В царстве абсолютного безмолвия, где какие-либо значения непредставимы, ряд знаков — только потому, что они образуют некую целостность — предвосхищает (чтобы не сказать больше) тот редкий и сложный, в принципе исчерпывающий тип организации, который представляет собой алфавит. Они выявляют присущий алфавиту дополнительный закон, постоянный и одновременно скрытый, едва ли не излишний. Согласно этому закону, знаки, которые могут использоваться в неограниченных и экономичных комбинациях, должны были возникнуть в результате случайного или предумышленного взрыва из единой, невидимой и простой структуры, либо порожденной самим синтаксисом вещества, либо, возможно, не существовавшей предварительно, а скорее предугаданной, но втайне наделенной той же функцией.

Что касается настоящей письменности, ограничения, подразумеваемые переходом от системы звуковых элементов к соответствующей системе визуальных символов, определяют требования к любому фонетическому алфавиту.
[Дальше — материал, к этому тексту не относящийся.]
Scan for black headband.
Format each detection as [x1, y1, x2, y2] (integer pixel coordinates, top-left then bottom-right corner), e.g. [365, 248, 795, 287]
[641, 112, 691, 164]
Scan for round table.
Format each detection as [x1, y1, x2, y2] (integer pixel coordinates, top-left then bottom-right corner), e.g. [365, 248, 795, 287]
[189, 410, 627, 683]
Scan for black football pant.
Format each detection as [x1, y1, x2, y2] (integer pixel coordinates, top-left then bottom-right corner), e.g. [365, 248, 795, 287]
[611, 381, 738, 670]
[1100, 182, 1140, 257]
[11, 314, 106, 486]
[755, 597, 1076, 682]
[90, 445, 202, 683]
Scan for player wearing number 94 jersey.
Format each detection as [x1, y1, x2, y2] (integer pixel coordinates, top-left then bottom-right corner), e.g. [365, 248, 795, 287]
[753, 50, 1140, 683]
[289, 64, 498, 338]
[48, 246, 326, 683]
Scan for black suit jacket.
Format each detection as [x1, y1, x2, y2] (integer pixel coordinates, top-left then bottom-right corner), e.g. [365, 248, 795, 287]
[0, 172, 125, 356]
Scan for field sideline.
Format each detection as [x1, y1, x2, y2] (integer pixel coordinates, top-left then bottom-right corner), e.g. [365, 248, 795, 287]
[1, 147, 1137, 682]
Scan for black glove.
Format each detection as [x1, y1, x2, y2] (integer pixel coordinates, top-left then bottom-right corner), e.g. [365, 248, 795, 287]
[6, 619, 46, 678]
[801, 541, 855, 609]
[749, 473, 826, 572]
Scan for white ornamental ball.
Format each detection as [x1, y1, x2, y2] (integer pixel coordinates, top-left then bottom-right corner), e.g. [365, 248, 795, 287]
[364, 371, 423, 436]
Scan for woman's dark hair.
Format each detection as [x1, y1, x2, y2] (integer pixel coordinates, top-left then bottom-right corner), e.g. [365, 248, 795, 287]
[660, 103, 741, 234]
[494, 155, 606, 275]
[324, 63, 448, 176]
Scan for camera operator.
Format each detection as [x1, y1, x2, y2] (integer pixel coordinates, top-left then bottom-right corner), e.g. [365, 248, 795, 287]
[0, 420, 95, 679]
Когда же речь идет о бесполезном, призрачном алфавите письменного гранита, аналогичным ограничениям подчиняется совокупность обломков ребер и углов, производных определенной кристаллической структуры, столкнувшейся с некой организацией, которая оказывает на нее давление, направляет и ломает. Снова простая очевидность подводит меня к дерзкому умозаключению: письменный гранит, не будучи носителем какого-либо алфавита, представляет идеальную матрицу любого алфавита, принцип, без которого настоящие алфавиты могли бы и обойтись, когда бы они стали чисто алгебраическими. Однако они, в свою очередь, как видно, веками остаются — отчасти, до некоторой степени — естественными. Благодаря буквам одного начертания, одного стиля легко немедля идентифицировать любой алфавит, быстрая человеческая рука способна выводить их подряд, не отрываясь, меж тем как человеческий глаз может воспринимать заключенное в них обещание смысла.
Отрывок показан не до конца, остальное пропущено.